Basically I saw the show on Tuesday night and I’ve been thinking about it ever since. And my complete certainty that I will never see anything like it again.
Now that I’m home I’m almost in disbelief that I even got to see the show. I have wanted to since the first time I heard Waving Through A Window on the radio. I wanted to see Ben Platt’s Tony-award winning performance, and I did, and I understand why he had to win.
I thought I knew what to expect, but I didn’t.
I was not quite Evan as a teenager, but I did wonder if anyone would even notice if I disappeared, and I am that mother, terrified of not catching the signs. It rang so true to me. All of it.
I felt, physically and emotionally, what Evan was going through. I cried for him, I laughed. It hurt.

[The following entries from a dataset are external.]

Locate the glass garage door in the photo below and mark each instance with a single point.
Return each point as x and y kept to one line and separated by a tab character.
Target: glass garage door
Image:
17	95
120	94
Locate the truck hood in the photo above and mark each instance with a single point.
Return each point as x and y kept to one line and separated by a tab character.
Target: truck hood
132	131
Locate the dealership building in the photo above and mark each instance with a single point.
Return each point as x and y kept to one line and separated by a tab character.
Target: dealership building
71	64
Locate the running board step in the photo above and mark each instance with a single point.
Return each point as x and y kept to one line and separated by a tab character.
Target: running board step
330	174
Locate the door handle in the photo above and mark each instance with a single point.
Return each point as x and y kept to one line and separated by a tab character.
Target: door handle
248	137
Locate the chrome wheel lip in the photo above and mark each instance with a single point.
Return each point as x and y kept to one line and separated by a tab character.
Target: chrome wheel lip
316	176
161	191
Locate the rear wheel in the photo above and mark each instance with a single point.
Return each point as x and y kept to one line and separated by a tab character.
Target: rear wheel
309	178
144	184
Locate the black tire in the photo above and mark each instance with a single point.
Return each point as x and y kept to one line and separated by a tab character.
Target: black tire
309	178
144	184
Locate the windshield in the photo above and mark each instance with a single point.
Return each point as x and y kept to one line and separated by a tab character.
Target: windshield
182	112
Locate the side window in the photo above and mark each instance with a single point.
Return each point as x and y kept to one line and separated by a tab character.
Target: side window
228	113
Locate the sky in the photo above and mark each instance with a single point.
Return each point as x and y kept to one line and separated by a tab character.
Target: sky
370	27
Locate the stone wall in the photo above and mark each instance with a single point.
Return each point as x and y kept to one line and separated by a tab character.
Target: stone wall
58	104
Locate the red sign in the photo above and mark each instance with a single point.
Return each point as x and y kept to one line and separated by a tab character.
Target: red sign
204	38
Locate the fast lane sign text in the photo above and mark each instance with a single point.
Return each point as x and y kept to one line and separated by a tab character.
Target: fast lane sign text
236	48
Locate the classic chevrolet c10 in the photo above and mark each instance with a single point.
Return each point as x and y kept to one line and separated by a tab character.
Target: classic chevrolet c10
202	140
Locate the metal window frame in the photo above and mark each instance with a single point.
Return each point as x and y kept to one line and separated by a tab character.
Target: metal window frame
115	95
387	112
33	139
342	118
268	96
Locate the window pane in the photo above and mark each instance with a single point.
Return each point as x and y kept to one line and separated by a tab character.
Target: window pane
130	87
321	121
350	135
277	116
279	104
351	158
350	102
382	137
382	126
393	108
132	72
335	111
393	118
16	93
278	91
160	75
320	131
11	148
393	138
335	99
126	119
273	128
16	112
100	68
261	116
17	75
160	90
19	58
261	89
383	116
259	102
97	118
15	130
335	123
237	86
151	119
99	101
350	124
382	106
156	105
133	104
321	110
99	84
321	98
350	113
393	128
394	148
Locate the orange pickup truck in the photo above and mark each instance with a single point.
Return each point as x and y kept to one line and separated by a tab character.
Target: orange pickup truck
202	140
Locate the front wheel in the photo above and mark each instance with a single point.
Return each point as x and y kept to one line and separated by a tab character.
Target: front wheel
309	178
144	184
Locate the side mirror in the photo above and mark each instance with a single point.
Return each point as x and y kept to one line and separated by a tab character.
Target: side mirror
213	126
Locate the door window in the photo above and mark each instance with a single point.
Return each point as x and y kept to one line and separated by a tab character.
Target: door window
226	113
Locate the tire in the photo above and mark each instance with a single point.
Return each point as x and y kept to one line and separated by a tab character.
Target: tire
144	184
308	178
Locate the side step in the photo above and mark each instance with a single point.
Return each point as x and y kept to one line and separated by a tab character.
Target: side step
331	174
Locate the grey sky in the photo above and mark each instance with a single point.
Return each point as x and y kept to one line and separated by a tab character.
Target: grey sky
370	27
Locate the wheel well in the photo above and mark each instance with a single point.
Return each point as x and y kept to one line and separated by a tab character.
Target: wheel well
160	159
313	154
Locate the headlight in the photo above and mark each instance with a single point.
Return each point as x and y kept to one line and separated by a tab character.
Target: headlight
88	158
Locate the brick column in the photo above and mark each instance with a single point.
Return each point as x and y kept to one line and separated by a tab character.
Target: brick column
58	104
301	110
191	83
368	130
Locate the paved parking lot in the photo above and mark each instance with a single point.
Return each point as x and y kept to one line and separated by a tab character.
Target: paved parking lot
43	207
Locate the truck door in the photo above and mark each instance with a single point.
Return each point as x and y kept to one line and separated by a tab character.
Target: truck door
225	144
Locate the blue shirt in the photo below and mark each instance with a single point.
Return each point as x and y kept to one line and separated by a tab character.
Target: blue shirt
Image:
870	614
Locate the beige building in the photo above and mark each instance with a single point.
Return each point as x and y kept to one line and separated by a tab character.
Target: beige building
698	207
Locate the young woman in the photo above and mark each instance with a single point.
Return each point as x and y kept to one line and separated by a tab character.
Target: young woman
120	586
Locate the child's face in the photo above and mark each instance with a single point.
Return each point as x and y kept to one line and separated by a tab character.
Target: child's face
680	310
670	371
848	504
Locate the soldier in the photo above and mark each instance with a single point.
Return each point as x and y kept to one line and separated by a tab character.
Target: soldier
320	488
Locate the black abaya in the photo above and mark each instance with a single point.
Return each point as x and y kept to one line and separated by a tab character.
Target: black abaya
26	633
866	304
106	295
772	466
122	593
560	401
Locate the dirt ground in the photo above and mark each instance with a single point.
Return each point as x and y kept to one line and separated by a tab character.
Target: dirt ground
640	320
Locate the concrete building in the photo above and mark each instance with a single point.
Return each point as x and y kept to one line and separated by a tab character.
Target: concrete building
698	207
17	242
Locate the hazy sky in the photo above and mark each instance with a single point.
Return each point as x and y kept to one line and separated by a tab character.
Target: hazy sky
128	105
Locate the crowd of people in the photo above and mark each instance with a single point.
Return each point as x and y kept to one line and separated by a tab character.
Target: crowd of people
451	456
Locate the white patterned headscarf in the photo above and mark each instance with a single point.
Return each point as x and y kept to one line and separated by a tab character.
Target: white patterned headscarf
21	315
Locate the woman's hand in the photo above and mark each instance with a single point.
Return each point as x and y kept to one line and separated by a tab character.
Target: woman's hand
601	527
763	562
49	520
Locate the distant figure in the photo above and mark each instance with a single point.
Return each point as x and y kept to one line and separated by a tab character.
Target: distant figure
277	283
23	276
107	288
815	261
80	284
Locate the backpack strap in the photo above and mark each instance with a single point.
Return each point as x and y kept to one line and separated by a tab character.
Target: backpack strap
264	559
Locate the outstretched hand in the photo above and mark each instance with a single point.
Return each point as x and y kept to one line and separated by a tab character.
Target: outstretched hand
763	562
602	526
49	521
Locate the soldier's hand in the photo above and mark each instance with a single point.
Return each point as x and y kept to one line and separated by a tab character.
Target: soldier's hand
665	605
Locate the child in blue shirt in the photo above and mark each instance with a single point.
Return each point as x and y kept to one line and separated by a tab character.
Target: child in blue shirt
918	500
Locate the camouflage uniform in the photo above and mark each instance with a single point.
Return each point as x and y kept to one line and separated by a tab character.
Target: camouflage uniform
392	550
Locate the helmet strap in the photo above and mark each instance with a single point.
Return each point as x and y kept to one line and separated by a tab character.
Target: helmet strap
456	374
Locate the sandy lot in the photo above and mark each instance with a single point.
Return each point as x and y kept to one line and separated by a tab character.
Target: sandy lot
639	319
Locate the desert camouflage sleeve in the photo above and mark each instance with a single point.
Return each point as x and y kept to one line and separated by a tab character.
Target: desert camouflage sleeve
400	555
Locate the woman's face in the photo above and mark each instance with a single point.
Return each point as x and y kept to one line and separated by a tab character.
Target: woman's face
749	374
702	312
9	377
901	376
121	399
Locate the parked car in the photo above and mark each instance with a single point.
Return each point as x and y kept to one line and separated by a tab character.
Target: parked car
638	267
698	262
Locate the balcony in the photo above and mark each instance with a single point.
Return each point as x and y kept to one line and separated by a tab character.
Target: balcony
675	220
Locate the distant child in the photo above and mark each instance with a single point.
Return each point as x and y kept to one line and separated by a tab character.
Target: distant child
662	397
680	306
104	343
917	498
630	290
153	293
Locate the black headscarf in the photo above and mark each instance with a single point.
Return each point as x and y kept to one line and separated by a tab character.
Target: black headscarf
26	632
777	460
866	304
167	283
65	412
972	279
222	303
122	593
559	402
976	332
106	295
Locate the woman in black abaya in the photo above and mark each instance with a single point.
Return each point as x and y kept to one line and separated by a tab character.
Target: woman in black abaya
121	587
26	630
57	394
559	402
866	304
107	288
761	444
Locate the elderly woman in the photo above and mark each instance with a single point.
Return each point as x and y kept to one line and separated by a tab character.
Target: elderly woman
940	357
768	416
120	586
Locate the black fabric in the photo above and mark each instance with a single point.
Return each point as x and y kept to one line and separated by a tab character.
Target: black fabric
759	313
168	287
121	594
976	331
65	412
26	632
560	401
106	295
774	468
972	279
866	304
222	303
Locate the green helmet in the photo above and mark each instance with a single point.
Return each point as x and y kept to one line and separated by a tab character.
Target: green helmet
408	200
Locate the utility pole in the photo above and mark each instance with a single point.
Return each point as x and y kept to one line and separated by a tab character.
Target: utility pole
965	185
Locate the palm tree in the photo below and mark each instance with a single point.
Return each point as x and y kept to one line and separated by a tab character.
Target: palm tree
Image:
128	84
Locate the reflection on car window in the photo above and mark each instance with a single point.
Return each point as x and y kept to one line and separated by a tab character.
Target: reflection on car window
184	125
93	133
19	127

I cried through the whole show, I have cried since, I cried the next time I listened to the soundtrack. I still feel the need to just spend some time weeping for all the memories and hurt. The absolute reminder of what it is to be in that place.
I vividly remember one day, standing by a row of lockers during a break between classes in high school, and one of the most popular guys in school just backing into me as if I wasn’t even there. An event that totally confirmed that I was invisible and I didn’t matter. I was so sure that my friends weren’t really friends like other people had, that they would easily move on. That my family’s life would be so much easier without the hassle that was me.
Never did I expect to be where I am now, able to see how many people feel that way at that age. It’s damn near universal. You brought me back to that place, and made me realize I made it out.